Now celebrities want to be able to quickly find their fans through favoriteCelebrityID. An index is obvious, and thinking to the future, I made this interface:

public class IMDB
{
    public Dictionary<int, Person> people;

    private Dictionary<object, Dictionary<int, int>> _rowContents;
    private Dictionary<object, Dictionary<int, List<int>>> _rowIndex;

    // Returns the ID field in the given row.
    public int RelatedID(int rowID, object field) { ... }

    // Returns the ID of each rows with the given key in its field.
    public List<int> IDRelatedIDs(int key, object field) { ... }

    // Setter for the field. Maintains the index.
    public void SetRelatedID(int rowID, int key, object field) { ... }
}

public class Person
{
    public enum IndexedFields
    {
        FavoriteCelebrityID
    }

    public string firstName;
    public string lastName;
}

The benefits I saw:

  • Static type safety at the API level, aside from passing in object.
  • Easy to make an enum for indexed keys in any new tables.
  • No field names repeated in the Person model.

But now I need to index the string lastName too, so I can find families. This is where I'm stuck. My best idea is to implement a triplet of index methods for each data type:

public class IMDB
{
    ...
    public int IDRelatedID(int rowID, object field) { ... }
    public List<int> IDRelatedIDs(int key, object field) { ... }
    public void SetRelatedID(int rowID, int key, object field) { ... }

    public string IDRelatedString(int rowID, object field) { ... }
    public List<int> StringRelatedIDs(string key, object field) { ... }
    public void SetRelatedString(int rowID, string key, object field) { ... }
}

public class Person
{
    public enum IndexedIDs
    {
        FavoriteCelebrityID
    }

    public enum IndexedStrings
    {
        LastName
    }

    public string firstName;
}

But now there's the potential to accidentally put an IndexedStrings entry into IDRelatedID, which can only be detected at runtime.
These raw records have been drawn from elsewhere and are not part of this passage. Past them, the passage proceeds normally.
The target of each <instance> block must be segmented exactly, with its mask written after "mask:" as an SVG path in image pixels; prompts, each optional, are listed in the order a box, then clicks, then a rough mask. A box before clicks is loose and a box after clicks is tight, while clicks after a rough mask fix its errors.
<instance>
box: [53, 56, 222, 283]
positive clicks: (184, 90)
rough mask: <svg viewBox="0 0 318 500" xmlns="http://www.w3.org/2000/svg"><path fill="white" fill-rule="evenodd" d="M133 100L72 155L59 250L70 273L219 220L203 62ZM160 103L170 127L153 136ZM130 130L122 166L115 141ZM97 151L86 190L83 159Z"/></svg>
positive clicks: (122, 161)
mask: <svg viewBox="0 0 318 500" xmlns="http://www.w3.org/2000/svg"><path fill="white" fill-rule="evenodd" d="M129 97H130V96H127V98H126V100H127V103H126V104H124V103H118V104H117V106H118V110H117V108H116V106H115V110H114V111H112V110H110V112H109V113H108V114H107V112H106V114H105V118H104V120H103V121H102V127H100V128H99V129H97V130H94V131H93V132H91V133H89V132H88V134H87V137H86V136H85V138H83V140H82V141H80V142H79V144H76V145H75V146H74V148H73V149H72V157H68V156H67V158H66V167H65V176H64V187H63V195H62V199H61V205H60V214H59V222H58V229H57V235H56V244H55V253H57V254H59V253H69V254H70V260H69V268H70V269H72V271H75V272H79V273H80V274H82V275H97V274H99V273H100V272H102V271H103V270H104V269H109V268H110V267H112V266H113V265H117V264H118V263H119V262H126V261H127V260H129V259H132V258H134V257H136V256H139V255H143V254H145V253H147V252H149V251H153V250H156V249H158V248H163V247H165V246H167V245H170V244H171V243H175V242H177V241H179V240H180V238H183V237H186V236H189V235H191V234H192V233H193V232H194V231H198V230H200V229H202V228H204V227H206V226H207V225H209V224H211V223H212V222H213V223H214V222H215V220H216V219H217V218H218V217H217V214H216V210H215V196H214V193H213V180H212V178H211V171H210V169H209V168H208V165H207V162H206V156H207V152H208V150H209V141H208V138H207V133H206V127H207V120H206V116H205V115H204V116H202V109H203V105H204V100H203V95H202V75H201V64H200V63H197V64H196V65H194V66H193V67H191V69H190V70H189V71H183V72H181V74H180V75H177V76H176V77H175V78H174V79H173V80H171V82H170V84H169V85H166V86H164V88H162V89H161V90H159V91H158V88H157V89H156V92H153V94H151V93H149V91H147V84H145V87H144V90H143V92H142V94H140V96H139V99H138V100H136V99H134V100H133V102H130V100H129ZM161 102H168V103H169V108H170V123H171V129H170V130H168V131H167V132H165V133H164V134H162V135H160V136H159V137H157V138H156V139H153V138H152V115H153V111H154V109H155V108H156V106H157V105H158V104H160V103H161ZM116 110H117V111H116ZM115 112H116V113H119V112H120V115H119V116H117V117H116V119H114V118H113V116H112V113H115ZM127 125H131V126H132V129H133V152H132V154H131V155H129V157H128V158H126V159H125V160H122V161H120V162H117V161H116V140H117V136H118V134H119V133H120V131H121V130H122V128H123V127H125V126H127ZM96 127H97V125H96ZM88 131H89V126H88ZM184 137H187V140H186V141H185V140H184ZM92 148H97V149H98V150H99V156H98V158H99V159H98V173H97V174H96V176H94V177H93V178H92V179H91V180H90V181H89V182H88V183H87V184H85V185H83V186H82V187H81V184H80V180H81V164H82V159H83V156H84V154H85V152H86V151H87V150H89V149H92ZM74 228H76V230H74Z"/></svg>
Is there a way to expose a member indexing API that:

  • Does not require repetition in the model definitions?
  • Maintains a reasonable level of type safety?
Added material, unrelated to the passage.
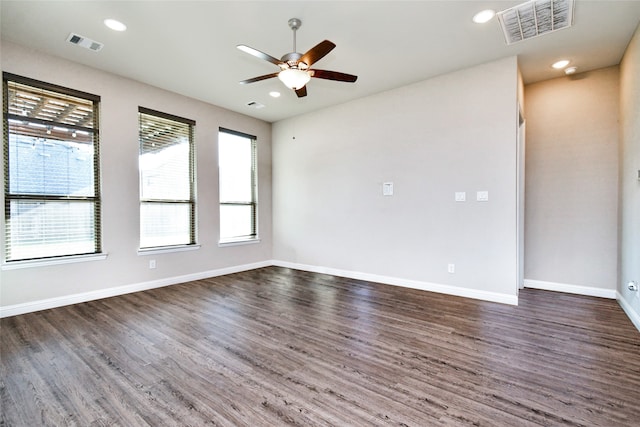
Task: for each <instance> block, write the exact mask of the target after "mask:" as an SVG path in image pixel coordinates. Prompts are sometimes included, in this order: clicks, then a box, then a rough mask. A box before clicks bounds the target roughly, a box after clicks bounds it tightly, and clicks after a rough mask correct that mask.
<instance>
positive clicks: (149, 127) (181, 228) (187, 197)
mask: <svg viewBox="0 0 640 427" xmlns="http://www.w3.org/2000/svg"><path fill="white" fill-rule="evenodd" d="M138 111H139V114H138V115H139V142H140V157H139V167H140V248H141V249H150V248H159V247H171V246H183V245H194V244H195V243H196V232H195V229H196V228H195V186H194V144H193V128H194V126H195V122H194V121H193V120H189V119H184V118H182V117H177V116H173V115H170V114H166V113H160V112H158V111H153V110H149V109H147V108H143V107H140V108H139V110H138Z"/></svg>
I'm wary of proxy objects mostly due to efficiency concerns, but resources that explain how to make an efficient proxy would be great!


Solution

  • I may have figured out a good solution using generics:

    public class IMDB
    {
        public Dictionary<int, Person> people;
    
        public T RelatedID<T>(int id, IndexedMember<T> field) { ... }
        public List<T> IDRelatedIDs<T>(int key, IndexedMember<T> field) { ... }
        public void SetRelatedID<T>(int id, T newVal, IndexedMember<T> field) { ... }
    }
    
    public class Person
    {
        // "new IndexedMember<int>()" to initialize before first access, or
        // init upon startup (using some other manifest already maintained)
        // for less verbosity.
        public static IndexedMember<int> favoriteCelebrityID;
        public static IndexedMember<string> lastName;
        public string firstName;
    }
    
    public class IndexedMember<T>
    {
        // ...
    }
    

    If I can implement this I'll be very satisfied with it, but any improvements or alternate solutions are always welcome.